Le 19 janvier 2022, l’acteur Gaspard Ulliel, 37 ans, décédait des suites d’une collision avec un autre skieur. Alors que sa présence sur les écrans ne s’est pas encore tout à fait estompée, il nous manque déjà.

Un an que la poudreuse a joué les faucheuses en emportant Gaspard Ulliel, à 37 ans, dans un banal accident de ski… Un an que sa brutale disparition a endeuillé le cinéma. Expérience troublante pour le spectateur, l’acteur au regard bleu nuit a pourtant continué à hanter les écrans après sa mort. Non pas seulement parce que certains de ses rôles sont inoubliables – enfant de l’exode au crâne rasé dans Les Égarés, de Téchiné, génie du style et grand écorché dans Saint Laurent, de Bertrand Bonello, revenant mélancolique et moribond dans Juste la fin du monde, de Xavier Dolan. Il est récemment apparu, comme autant d’étranges clins d’œil posthumes, dans plusieurs productions inédites, sur grand et petit écran, entre franchise hollywoodienne et cinéma d’auteur européen.

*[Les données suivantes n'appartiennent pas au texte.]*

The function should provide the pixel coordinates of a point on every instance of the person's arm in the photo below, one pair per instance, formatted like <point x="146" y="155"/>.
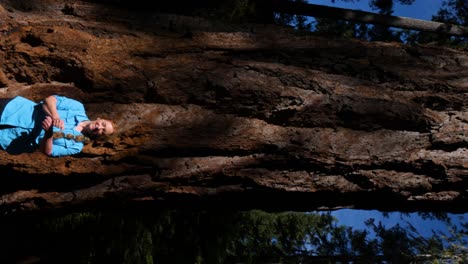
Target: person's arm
<point x="48" y="140"/>
<point x="49" y="106"/>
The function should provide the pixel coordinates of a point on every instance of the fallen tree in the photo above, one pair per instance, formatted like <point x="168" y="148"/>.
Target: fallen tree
<point x="242" y="115"/>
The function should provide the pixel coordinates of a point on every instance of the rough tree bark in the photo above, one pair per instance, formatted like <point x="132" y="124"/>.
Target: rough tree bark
<point x="248" y="116"/>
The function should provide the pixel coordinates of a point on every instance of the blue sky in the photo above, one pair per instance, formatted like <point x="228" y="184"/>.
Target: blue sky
<point x="420" y="9"/>
<point x="356" y="219"/>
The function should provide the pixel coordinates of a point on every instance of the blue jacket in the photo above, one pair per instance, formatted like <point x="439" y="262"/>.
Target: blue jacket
<point x="24" y="133"/>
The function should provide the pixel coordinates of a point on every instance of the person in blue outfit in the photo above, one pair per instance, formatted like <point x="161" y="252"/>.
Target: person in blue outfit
<point x="58" y="126"/>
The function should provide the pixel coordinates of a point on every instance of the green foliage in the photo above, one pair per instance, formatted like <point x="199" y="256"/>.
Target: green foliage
<point x="187" y="236"/>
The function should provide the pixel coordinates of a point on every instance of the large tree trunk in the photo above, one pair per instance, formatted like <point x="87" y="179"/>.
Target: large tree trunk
<point x="248" y="116"/>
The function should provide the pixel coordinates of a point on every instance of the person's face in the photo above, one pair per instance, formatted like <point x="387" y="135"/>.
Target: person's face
<point x="100" y="127"/>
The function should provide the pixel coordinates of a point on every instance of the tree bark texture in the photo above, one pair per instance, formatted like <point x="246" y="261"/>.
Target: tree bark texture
<point x="247" y="116"/>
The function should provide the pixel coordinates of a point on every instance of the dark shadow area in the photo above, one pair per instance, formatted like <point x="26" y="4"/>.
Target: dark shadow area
<point x="218" y="236"/>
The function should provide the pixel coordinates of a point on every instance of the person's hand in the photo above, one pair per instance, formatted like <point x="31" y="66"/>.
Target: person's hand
<point x="58" y="123"/>
<point x="47" y="123"/>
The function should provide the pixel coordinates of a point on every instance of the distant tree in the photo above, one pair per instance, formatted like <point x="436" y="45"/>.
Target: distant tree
<point x="190" y="236"/>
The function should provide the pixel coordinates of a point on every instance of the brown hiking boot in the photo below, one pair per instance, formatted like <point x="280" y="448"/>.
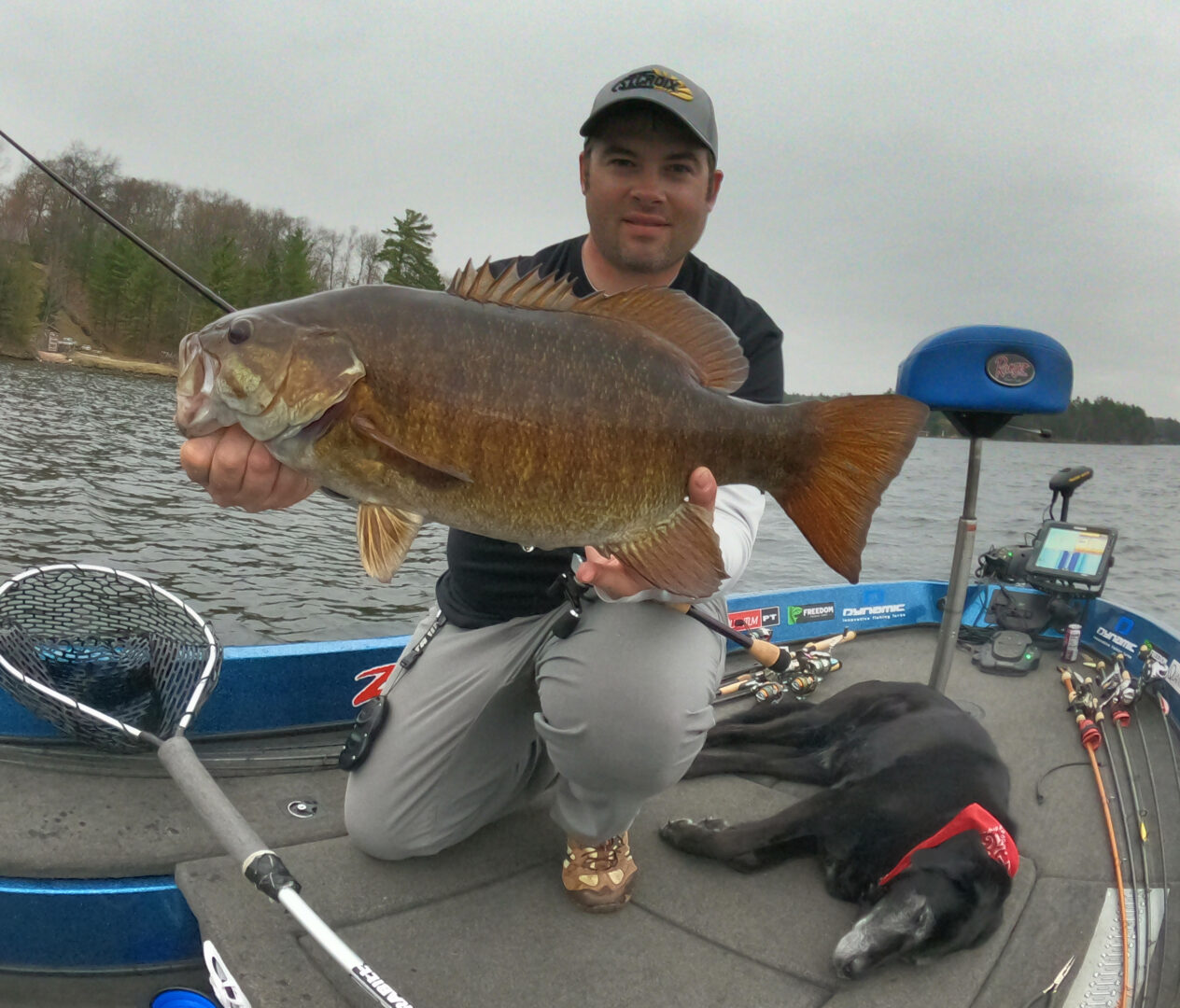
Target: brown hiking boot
<point x="599" y="878"/>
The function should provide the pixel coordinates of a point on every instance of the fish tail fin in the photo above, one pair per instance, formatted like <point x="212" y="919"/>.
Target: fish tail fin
<point x="853" y="447"/>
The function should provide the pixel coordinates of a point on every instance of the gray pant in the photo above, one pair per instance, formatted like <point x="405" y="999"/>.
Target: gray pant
<point x="490" y="719"/>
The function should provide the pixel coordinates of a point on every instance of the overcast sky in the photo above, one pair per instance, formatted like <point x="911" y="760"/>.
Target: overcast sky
<point x="891" y="169"/>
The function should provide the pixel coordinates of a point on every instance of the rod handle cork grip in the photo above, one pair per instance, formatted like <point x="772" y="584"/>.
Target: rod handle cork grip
<point x="827" y="643"/>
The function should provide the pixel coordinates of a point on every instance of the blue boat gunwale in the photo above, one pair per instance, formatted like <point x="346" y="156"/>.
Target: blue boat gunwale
<point x="326" y="677"/>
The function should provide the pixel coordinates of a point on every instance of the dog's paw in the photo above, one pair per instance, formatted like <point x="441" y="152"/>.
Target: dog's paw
<point x="693" y="837"/>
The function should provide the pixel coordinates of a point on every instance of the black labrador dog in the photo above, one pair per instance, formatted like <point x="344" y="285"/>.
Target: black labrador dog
<point x="913" y="823"/>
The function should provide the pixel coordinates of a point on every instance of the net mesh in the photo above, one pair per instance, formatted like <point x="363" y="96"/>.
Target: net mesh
<point x="106" y="640"/>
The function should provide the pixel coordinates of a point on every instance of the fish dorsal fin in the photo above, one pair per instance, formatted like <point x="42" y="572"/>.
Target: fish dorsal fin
<point x="709" y="344"/>
<point x="530" y="290"/>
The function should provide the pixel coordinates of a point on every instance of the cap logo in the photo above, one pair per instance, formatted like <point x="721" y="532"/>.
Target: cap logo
<point x="655" y="79"/>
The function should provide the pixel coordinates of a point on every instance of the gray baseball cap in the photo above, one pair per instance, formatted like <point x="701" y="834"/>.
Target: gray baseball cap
<point x="667" y="89"/>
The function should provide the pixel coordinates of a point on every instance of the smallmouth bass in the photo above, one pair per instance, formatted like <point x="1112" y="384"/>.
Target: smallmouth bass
<point x="513" y="409"/>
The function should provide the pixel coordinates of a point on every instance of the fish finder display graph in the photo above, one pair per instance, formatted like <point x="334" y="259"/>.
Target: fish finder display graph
<point x="1073" y="550"/>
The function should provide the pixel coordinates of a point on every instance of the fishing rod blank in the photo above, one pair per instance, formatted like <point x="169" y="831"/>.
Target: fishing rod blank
<point x="196" y="285"/>
<point x="119" y="663"/>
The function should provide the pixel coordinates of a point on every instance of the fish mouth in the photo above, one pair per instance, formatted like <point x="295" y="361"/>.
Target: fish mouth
<point x="197" y="411"/>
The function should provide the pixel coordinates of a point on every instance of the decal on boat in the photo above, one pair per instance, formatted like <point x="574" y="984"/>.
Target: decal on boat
<point x="378" y="677"/>
<point x="811" y="612"/>
<point x="854" y="614"/>
<point x="1117" y="640"/>
<point x="755" y="619"/>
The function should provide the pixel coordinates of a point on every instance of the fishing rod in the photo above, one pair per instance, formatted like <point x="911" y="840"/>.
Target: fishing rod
<point x="1083" y="704"/>
<point x="1151" y="682"/>
<point x="1118" y="698"/>
<point x="163" y="259"/>
<point x="781" y="668"/>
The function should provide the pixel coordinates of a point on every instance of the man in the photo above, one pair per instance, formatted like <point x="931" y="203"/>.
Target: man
<point x="504" y="701"/>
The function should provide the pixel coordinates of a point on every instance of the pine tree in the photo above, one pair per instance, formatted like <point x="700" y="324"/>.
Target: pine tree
<point x="21" y="300"/>
<point x="295" y="269"/>
<point x="407" y="253"/>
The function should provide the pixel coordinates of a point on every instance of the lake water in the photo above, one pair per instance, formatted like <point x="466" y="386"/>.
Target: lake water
<point x="89" y="471"/>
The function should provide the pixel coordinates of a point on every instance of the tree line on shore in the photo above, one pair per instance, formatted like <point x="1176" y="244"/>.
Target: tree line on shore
<point x="58" y="257"/>
<point x="1101" y="420"/>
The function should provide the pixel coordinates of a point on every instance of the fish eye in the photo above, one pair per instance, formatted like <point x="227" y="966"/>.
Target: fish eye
<point x="240" y="330"/>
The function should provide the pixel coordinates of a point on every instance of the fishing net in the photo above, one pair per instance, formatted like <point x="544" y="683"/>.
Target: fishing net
<point x="108" y="647"/>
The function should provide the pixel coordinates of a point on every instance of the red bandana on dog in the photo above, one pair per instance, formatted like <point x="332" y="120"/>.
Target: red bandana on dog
<point x="996" y="841"/>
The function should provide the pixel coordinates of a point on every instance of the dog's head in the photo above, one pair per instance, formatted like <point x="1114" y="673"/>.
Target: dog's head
<point x="951" y="897"/>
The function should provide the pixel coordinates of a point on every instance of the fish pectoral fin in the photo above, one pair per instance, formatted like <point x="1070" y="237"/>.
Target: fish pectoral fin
<point x="681" y="555"/>
<point x="384" y="535"/>
<point x="428" y="471"/>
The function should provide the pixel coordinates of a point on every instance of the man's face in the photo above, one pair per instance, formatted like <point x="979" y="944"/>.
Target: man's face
<point x="649" y="192"/>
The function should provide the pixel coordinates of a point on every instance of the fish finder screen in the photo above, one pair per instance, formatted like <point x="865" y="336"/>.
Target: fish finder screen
<point x="1073" y="553"/>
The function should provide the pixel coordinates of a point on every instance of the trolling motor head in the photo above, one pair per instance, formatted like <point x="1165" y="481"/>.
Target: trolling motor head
<point x="1064" y="482"/>
<point x="981" y="377"/>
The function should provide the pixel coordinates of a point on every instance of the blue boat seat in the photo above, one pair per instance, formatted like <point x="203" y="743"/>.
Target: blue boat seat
<point x="983" y="375"/>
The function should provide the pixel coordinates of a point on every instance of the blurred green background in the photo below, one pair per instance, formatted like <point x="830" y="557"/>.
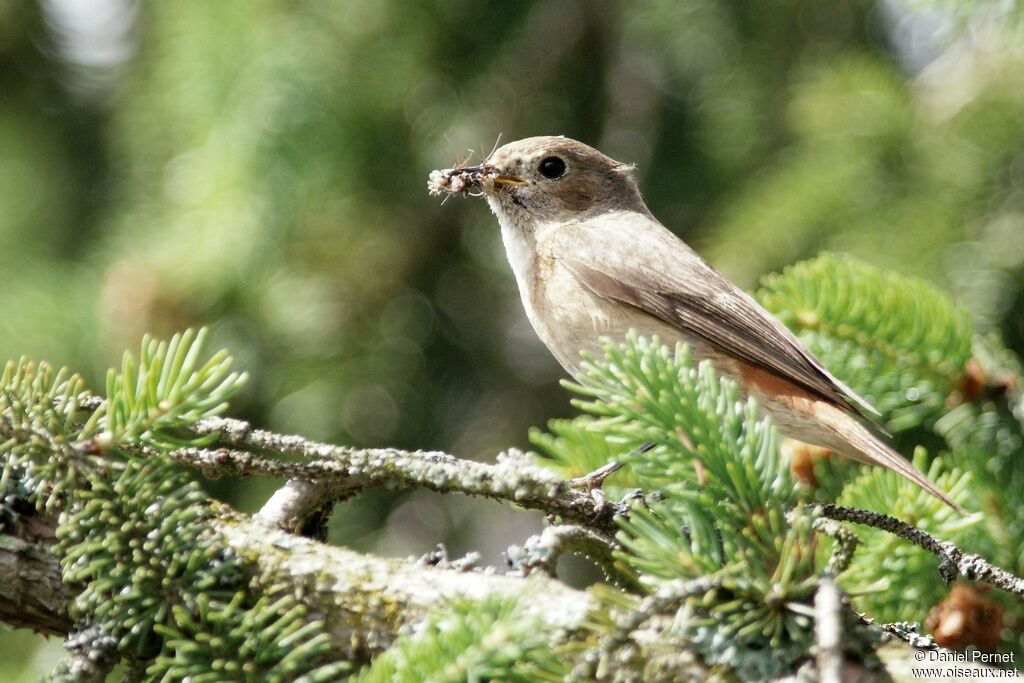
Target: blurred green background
<point x="260" y="168"/>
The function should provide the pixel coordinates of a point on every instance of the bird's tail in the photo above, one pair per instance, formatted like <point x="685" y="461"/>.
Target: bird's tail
<point x="870" y="450"/>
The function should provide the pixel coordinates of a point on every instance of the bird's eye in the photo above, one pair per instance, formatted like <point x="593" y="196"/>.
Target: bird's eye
<point x="552" y="167"/>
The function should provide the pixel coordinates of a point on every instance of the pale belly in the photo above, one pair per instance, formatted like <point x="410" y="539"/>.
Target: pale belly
<point x="569" y="319"/>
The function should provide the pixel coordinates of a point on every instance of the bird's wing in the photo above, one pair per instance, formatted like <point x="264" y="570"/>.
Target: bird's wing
<point x="632" y="258"/>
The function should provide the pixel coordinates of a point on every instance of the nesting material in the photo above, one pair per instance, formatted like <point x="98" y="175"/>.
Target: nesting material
<point x="458" y="180"/>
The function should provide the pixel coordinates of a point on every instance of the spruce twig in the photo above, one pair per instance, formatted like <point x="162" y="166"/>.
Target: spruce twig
<point x="954" y="561"/>
<point x="345" y="469"/>
<point x="669" y="597"/>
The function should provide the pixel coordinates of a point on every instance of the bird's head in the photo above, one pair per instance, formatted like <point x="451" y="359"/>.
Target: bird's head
<point x="544" y="180"/>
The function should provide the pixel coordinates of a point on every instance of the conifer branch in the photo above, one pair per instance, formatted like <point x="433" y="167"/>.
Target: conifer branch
<point x="954" y="561"/>
<point x="668" y="598"/>
<point x="344" y="469"/>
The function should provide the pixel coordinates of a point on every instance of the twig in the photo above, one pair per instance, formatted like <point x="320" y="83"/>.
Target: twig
<point x="668" y="597"/>
<point x="954" y="561"/>
<point x="846" y="545"/>
<point x="828" y="632"/>
<point x="344" y="470"/>
<point x="541" y="552"/>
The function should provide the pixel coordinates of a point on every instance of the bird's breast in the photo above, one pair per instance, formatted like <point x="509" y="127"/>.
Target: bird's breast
<point x="570" y="318"/>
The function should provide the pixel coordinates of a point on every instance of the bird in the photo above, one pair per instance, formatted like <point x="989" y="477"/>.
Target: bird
<point x="592" y="262"/>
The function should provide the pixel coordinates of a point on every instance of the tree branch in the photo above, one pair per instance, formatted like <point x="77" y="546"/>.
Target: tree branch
<point x="954" y="561"/>
<point x="343" y="470"/>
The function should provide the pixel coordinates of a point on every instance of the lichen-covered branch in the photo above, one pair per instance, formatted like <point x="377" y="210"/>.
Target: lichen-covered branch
<point x="32" y="594"/>
<point x="344" y="469"/>
<point x="954" y="561"/>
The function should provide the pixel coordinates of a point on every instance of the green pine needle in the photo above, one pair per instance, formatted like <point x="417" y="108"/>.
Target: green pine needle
<point x="896" y="340"/>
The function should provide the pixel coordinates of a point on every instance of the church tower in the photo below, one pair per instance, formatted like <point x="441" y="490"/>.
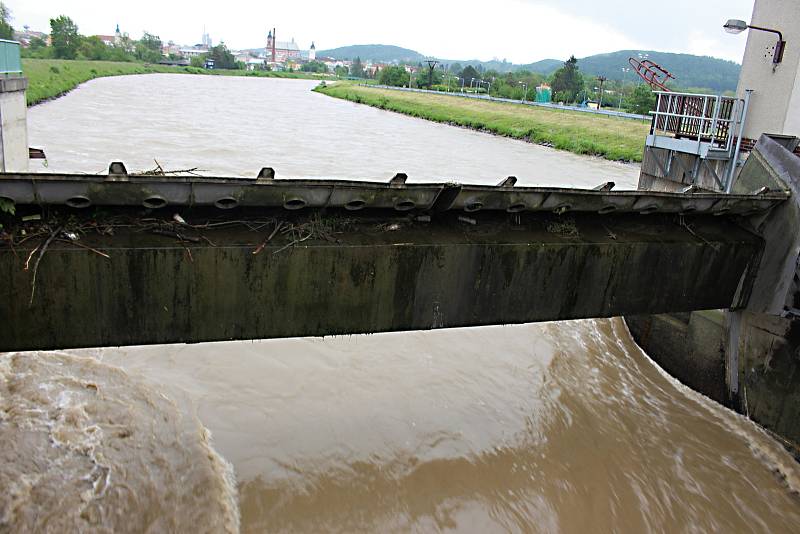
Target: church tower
<point x="270" y="50"/>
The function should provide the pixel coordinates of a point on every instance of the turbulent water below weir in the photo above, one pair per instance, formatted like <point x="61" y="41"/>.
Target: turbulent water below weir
<point x="552" y="427"/>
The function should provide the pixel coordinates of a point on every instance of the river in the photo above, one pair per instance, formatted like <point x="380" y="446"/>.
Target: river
<point x="552" y="427"/>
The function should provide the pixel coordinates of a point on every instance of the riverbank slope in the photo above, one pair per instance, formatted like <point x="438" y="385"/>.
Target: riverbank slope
<point x="51" y="78"/>
<point x="608" y="137"/>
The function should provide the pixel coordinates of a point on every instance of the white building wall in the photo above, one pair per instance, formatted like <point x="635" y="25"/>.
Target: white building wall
<point x="775" y="103"/>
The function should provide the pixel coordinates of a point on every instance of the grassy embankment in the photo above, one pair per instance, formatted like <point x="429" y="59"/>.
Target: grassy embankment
<point x="51" y="78"/>
<point x="611" y="138"/>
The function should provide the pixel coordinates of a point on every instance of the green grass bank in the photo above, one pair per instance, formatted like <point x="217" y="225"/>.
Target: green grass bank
<point x="51" y="78"/>
<point x="611" y="138"/>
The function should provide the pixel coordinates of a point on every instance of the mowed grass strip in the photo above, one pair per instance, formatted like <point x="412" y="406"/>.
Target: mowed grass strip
<point x="612" y="138"/>
<point x="51" y="78"/>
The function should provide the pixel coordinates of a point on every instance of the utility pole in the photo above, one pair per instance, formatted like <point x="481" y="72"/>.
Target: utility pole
<point x="600" y="79"/>
<point x="431" y="65"/>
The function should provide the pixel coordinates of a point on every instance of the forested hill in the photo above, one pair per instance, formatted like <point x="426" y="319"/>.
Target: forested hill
<point x="690" y="71"/>
<point x="380" y="53"/>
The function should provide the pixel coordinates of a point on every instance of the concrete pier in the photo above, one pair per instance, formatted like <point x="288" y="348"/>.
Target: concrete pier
<point x="13" y="125"/>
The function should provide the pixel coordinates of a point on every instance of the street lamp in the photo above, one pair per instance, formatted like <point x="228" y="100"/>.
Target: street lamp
<point x="738" y="26"/>
<point x="525" y="95"/>
<point x="625" y="70"/>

Dès le mois de mars, Moon Knight, la minisérie Marvel, arrivait sur Disney+. Dans l’épisode 3 de ce récit d’aventure, on retrouvait Gaspard Ulliel dans la peau de l’Homme de minuit, l’un des ennemis de Marc Spector (Oscar Isaac), le bras armé du dieu de la lune. De quoi nous rappeler que l’acteur avait, tout comme Léa Seydoux, une carrure internationale.

Au cinéma, c’est le 16 novembre dernier, dix mois presque jour pour jour après sa mort, que l’acteur s’est retrouvé au générique de deux films… Dans Coma, tourné en décembre 2021, Bertrand Bonello, très proche d’Ulliel qu’il avait dirigé dans Saint Laurent et devait retrouver sur son plateau au printemps 2022 (drame d’anticipation, La Bête aura finalement Léa Seydoux et George MacKay à son casting), nous fait entendre la voix du jeune homme. Le film est confiné dans la chambre d’une adolescente où des poupées dialoguent comme les personnages d’une sitcom. L’une d’elles s’appelle Scott et parle comme Gaspard Ulliel. « J’étais seul dans une salle de projection, Gaspard venait de mourir, et quand j’ai entendu sa voix résonner dans la salle, c’était comme une hantise », a confié Bonello à Variety, exprimant avec ses mots ce que les spectateurs plongés dans le noir ont dû eux aussi ressentir.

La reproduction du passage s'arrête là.